Saturday, April 9, 2011

The Root: We Can't Afford To Not Fix Justice System

Statistics released by the U.S. Bureau of Justice and analyzed by Ohio State law professor Michelle Alexander show that, as of 2008, more African American men are in jail today than were slaves in 1850.



Benjamin Todd Jealous is president and CEO of the NAACP.

Lateefah Simon is executive director of the Lawyers' Committee for Civil Rights of the San Francisco Bay Area.

Reforming the nation's criminal-justice system is one of the most urgent civil rights issues of our time. One shocking fact illustrates why: More African-American men are entangled in the criminal-justice system today than were enslaved in 1850.

How did we get here? The rise in America's penchant for punishment can be traced as far back as the 1964 presidential campaigns of Barry Goldwater and George Wallace, each of whom made law and order a defining plank of his platform.
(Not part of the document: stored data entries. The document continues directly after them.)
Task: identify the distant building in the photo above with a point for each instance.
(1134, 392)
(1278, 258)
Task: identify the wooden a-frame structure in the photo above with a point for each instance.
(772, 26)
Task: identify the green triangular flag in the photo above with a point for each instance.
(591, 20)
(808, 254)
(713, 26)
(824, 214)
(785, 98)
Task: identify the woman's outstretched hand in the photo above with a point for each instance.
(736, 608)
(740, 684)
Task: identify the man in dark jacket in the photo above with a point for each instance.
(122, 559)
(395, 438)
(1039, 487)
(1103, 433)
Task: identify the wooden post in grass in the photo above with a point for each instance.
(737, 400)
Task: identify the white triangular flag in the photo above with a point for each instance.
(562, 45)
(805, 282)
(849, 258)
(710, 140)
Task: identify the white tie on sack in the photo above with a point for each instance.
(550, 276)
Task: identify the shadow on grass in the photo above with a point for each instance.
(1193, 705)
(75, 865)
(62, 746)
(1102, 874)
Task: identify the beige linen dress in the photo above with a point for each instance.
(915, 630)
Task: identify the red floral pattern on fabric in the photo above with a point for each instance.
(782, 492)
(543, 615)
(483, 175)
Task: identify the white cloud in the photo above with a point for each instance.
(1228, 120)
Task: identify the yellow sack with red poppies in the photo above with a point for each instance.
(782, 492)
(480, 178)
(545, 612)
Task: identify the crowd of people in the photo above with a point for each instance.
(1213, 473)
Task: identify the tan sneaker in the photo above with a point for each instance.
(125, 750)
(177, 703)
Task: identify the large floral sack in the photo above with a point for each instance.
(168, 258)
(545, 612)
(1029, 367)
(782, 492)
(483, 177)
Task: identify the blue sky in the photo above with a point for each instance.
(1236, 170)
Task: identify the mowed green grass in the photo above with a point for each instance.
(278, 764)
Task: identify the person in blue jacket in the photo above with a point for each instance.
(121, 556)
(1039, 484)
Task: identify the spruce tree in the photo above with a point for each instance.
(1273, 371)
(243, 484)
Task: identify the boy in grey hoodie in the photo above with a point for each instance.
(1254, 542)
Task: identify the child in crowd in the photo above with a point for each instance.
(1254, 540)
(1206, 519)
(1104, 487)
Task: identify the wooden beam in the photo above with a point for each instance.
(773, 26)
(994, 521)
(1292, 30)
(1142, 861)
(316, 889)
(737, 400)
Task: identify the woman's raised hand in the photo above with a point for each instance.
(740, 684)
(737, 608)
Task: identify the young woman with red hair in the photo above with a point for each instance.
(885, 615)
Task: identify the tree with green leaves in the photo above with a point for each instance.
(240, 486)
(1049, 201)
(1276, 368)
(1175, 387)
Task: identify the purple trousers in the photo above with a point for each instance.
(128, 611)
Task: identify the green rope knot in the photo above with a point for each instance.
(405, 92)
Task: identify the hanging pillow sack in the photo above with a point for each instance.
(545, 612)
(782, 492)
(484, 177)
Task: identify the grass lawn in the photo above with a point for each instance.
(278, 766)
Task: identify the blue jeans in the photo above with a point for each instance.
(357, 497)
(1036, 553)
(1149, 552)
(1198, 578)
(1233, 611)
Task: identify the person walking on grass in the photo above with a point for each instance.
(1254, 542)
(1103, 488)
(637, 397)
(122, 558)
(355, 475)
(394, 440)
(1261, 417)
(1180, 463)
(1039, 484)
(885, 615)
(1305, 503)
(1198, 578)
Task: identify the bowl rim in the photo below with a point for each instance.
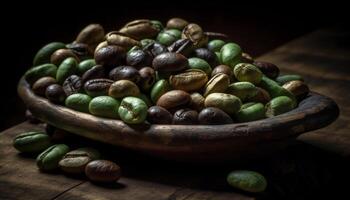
(314, 112)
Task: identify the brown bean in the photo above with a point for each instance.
(170, 62)
(39, 87)
(102, 171)
(174, 99)
(159, 115)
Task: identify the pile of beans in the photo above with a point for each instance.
(173, 74)
(52, 155)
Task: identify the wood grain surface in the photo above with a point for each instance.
(313, 168)
(323, 59)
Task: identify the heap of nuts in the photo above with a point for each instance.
(173, 74)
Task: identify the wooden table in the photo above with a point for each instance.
(312, 167)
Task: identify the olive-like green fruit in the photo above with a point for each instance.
(230, 54)
(159, 88)
(218, 83)
(196, 34)
(190, 80)
(79, 102)
(48, 160)
(198, 63)
(226, 102)
(246, 58)
(32, 142)
(275, 90)
(262, 96)
(176, 23)
(242, 90)
(104, 106)
(85, 65)
(247, 72)
(251, 112)
(213, 116)
(286, 78)
(146, 99)
(33, 74)
(44, 54)
(144, 43)
(218, 56)
(215, 45)
(279, 105)
(298, 88)
(67, 67)
(133, 110)
(249, 181)
(169, 36)
(123, 88)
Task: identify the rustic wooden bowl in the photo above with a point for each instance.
(190, 142)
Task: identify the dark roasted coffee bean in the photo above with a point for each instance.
(121, 39)
(174, 98)
(39, 87)
(206, 55)
(125, 73)
(82, 50)
(148, 78)
(97, 87)
(72, 85)
(170, 62)
(55, 94)
(216, 36)
(139, 58)
(102, 171)
(91, 35)
(183, 46)
(185, 117)
(30, 117)
(159, 115)
(74, 162)
(61, 54)
(270, 70)
(155, 48)
(213, 116)
(224, 69)
(140, 29)
(176, 23)
(95, 72)
(110, 56)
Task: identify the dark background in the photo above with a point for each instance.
(258, 28)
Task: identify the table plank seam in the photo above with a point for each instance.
(67, 190)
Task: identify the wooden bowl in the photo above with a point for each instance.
(193, 143)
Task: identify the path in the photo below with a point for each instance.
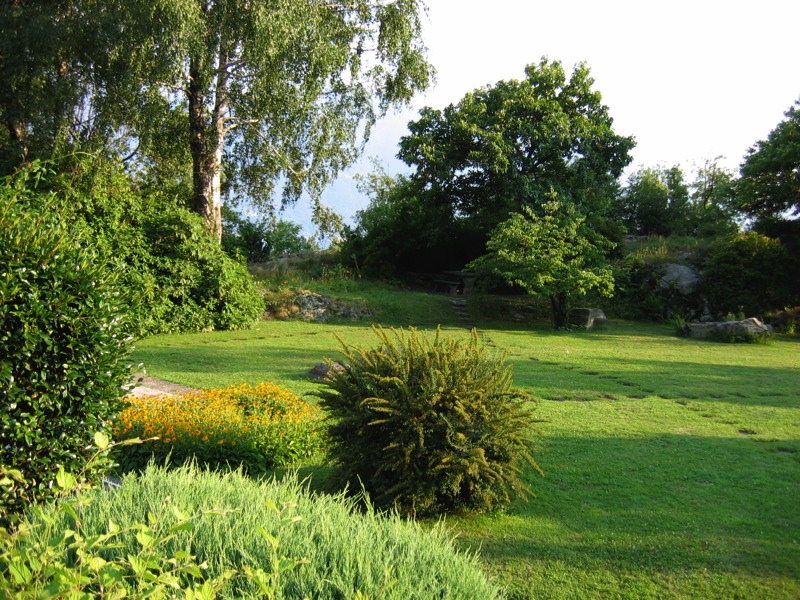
(150, 386)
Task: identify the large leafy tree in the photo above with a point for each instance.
(254, 93)
(655, 201)
(555, 254)
(505, 147)
(770, 175)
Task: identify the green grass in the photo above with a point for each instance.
(672, 467)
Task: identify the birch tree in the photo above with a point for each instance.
(271, 94)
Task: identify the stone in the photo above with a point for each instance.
(730, 331)
(587, 317)
(321, 370)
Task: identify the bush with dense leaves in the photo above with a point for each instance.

President Richard Nixon continued the trend, framing Democrats as "soft on crime" and pushing for tough law-enforcement policies in opposition to President Johnson's credo of tackling crime through a "war on poverty." "Doubling the conviction rate in this country would do more to cure crime in America than quadrupling the funds for [Hubert] Humphrey's war on poverty," Nixon told voters.